Sakaï opina lentement. « Ils pourraient donc se rendre n’importe où dans l’espace humain ? Et l’avoir déjà exploré à notre insu ?

— Oui, sénateur. Dans mon rapport, j’émets l’hypothèse qu’ils y seraient déjà entrés, du moins aussi loin que la frontière extérieure de l’Alliance. Ils en ont reconnu l’emblème.

— Pourtant ils nous en demandent la permission. Nous prient de les conduire à la Vieille Terre alors qu’ils pourraient s’y rendre sans notre autorisation. » Ayant exposé son point de vue, Sakaï regarda autour de lui. « Comment savoir ce qu’ils veulent y faire ? En les y menant, tout simplement.

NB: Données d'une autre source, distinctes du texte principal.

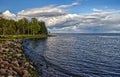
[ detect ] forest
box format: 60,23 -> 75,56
0,17 -> 48,35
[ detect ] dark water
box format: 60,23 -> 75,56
23,34 -> 120,77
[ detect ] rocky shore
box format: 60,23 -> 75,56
0,40 -> 39,77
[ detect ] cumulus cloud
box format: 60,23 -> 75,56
3,2 -> 120,33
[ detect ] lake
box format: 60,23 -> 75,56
23,34 -> 120,77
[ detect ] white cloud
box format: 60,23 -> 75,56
2,2 -> 120,32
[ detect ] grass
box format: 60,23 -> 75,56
0,34 -> 51,40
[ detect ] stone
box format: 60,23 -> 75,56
8,75 -> 14,77
0,58 -> 3,63
22,70 -> 29,77
11,61 -> 19,67
0,69 -> 6,75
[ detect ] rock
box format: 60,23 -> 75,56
8,76 -> 14,77
22,70 -> 29,77
16,53 -> 22,57
13,66 -> 22,75
25,62 -> 30,67
0,69 -> 6,75
11,61 -> 19,67
0,58 -> 3,63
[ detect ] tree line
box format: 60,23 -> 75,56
0,17 -> 48,35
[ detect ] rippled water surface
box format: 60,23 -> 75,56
23,34 -> 120,77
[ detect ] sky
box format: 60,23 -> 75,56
0,0 -> 120,33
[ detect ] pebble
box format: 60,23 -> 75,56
0,41 -> 38,77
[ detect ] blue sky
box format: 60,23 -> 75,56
0,0 -> 120,33
0,0 -> 120,13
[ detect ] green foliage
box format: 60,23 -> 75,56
0,17 -> 48,35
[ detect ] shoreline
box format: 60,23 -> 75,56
0,39 -> 40,77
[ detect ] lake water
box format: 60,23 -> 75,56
23,34 -> 120,77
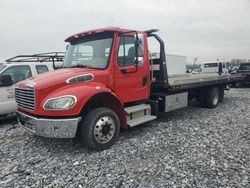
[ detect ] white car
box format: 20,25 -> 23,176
200,61 -> 229,74
0,62 -> 54,116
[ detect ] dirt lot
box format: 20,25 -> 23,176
0,88 -> 250,188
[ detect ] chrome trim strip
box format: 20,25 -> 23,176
43,95 -> 77,111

— Et s’ils nous étaient secrètement hostiles ? protesta Costa, morose. Qu’arriverait-il ? Sol est sans défense. La mère patrie est démilitarisée et neutre depuis des siècles.

— Nous escorterions les vaisseaux des Danseurs, avança Sakaï. Tant pour les défendre, eux, que pour défendre Sol contre eux si besoin.

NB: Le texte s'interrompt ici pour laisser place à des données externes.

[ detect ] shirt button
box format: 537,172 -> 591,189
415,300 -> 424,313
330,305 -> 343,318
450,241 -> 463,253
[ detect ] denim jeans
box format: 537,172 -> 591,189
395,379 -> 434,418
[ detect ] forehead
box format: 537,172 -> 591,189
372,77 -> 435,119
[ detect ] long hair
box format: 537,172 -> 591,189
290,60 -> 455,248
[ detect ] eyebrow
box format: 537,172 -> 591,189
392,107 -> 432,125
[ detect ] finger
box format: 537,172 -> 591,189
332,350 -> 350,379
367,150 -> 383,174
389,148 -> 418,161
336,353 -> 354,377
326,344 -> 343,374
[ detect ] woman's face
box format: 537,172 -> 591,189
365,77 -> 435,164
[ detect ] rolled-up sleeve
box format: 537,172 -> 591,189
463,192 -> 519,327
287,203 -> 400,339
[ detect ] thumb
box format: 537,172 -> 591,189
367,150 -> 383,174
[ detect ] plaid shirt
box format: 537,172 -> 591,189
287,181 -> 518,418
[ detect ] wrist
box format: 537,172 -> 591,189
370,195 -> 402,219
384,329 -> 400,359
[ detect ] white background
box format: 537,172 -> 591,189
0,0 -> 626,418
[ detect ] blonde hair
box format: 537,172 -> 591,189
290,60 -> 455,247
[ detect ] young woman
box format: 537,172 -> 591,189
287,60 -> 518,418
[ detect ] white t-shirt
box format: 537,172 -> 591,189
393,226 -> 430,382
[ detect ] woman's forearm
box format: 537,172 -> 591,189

— Nous ne pouvons pas envoyer une flotte de vaisseaux de guerre à Sol, objecta Suva. Ce serait politiquement irrecevable. Le tollé consécutif nous vaudrait d’être démis de nos fonctions et tous les systèmes stellaires n’appartenant pas à l’Alliance se retourneraient contre elle.

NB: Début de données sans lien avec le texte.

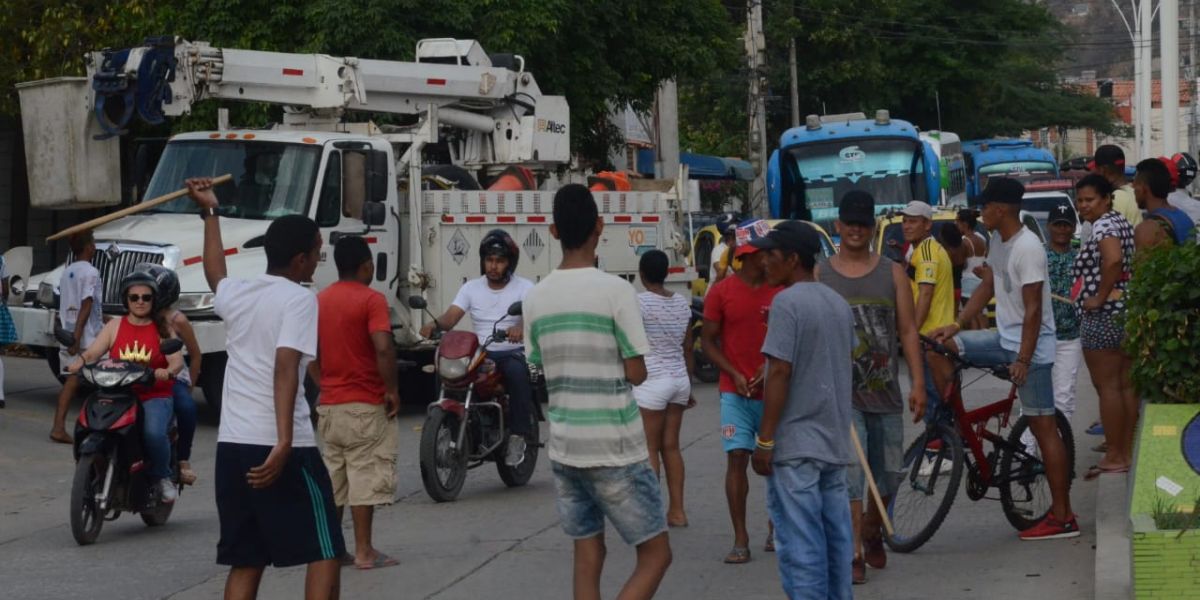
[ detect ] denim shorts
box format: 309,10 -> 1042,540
551,461 -> 667,546
846,408 -> 904,500
954,329 -> 1055,416
721,391 -> 762,452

— Comment nous en tirer ? demanda Navarro en faisant des yeux le tour de la table. Qu’est-ce qui serait politiquement acceptable ? »

Sakaï s’adressa de nouveau à Geary. « Amiral, l’Alliance a-t-elle déjà envoyé des vaisseaux de guerre dans le Système solaire avant la guerre ? »

Geary hocha la tête. « Oui, sénateur. » Il avait réussi jusque-là à faire une croix sur tout ce qu’il avait connu un siècle plus tôt et à s’adapter de son mieux à cette époque, mais des questions comme celles que venait de lui poser Sakaï le ramenaient trop viscéralement à son existence de jadis, remontant, pour tous ceux qui l’entouraient, à un lointain passé. « L’Alliance envoyait un vaisseau tous les dix ans à l’occasion de commémorations.

— Un seul ? demanda Suva en dévisageant Geary d’un œil méfiant.

— Oui, sénateur. Un seul. Bon, la flotte était beaucoup plus réduite à l’époque, bien sûr, mais, par respect pour la mère patrie, il s’agissait d’ordinaire d’un gros bâtiment. D’un cuirassé ou d’un croiseur de combat.

— Un croiseur de combat ? » Navarro opina, souriant. « L’Indomptable, votre vaisseau amiral, est un croiseur de combat et un bâtiment dont l’équipage s’est distingué par son héroïsme et son sens de l’honneur. »

Tout le monde semblait s’attendre à une réponse de Geary, de sorte qu’il retourna son hochement de tête à Navarro. « Je me garderai bien de contester cette description de l’Indomptable et de son équipage.

— Et de son commandant, assurément, persifla Costa.

— Un vaisseau bien assez gros pour embarquer dans ce voyage des représentants du gouvernement triés sur le volet, veiller à ce que tous se sentent suffisamment bien représentés et mener les négociations que les Danseurs entendent entamer à leur arrivée dans ce Kansas, ajouta Sakaï sans relever la pique de Costa relative à la relation intime de Geary et Desjani.

— Un croiseur de combat ? demanda Costa, le regard calculateur. Et les… positions de tous seraient équitablement représentées ? Je veux bien tremper là-dedans.